RNA extraction and real-time PCR: Expression of Wnt/β- catenin was detected through RT-PCR in following steps: cells in each group were washed using pre-cooled Phosphate Buffer Saline (PBS) three times on ice; in each well, 1 ml TRIzol RNA extraction reagent was added for extracting the total RNA according to the instructions; A260/A280 ratio was also detected via ultraviolet spectrometry to calculate the RNA concentration, which was carried out in triplicate. Afterwards, through reverse transcription of the extracted RNA, cDNA was prepared for following PCR with the primers synthesized by Shanghai Tsingke Biotech Co., Ltd.

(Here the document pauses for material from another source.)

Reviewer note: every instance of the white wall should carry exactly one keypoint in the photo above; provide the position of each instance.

The primer sequences are shown as follows: β-actin, forward primer 5'- ATGGGGAAGGTGAAGGTCG-3', reverse primer 5'- GGGTCATTGATGGCAACAATATC-3'; HIF-1α, forward primer 5'- CGUACUGCACUCCAAAUATT', reverse primer 5'- UAUUUGGAGUGCAGUAGCGTT-3'; β-catenin forward primer 5'-GCTGCTGTTTTGTTCCGAATGT-3', reverse primer 5'-GCCATTGGCTCTGTTCTGAAGA-3'. Real-time quantitative PCR was carried out in 20 μL reaction system supplemented with 10 μL mixture, 1 μL probe primer and 2 μL cDNA, and in following conditions: initial denaturation at 95°C for 3 min; 35 cycles of 48°C for 30 s and 72°C for 1 min; extension at 72°C for 10 min. PCR products were loaded for 1.5% agarose electrophoresis followed by imaging using gel imager and scan of gray value in triplicate.

Western blotting assay: After regular culture or hypoxic culture for lung cancer A549 cell lines, the adhering cells in 6- well plate were washed using cold PBS three times on ice followed by the treatment of RIPA buffer. Cell lysate was then collected using a cell scraper and transferred into a 1.5 ml EP tube. Following 30 min of lysis on ice, the lysate was centrifuged at 12000 rpm for 10 min and the supernatant was preserved at -20°C. After the measurement of protein concentration via BCA method, 5×loading buffer was added into the tube for evenly mixing the proteins that were later placed in 95°C water bath for denaturation. The 12% SDSPAGE was prepared in advance, and in each well, 30 μg protein samples were loaded for aggregation of proteins under 80 V. The aggregated proteins were then separated under 100 V and transferred on a PVDF membrane. After membrane was blocked using 5% skimmed milk for 1 h, rabbit anti-human polyclonal antibodies of HIF-1α (1: 800) and β-catenin (1:1000), and the mouse anti-human monoclonal antibody of β- actin (1:3000) were added onto the membrane for incubation at 4°C overnight. Membrane was then washed three times (5 min/ time) on a decoloring shaker, and incubated with HRP-labeled goat anti-mouse or anti-rabbit IgG for 1 h at room temperature. Membrane was washed three times (5 min/time) again using the Tris-Buffer Saline+Tween 20 (TBST), and treated with ECL reagent for reaction at room temperature for 1 min followed by color development.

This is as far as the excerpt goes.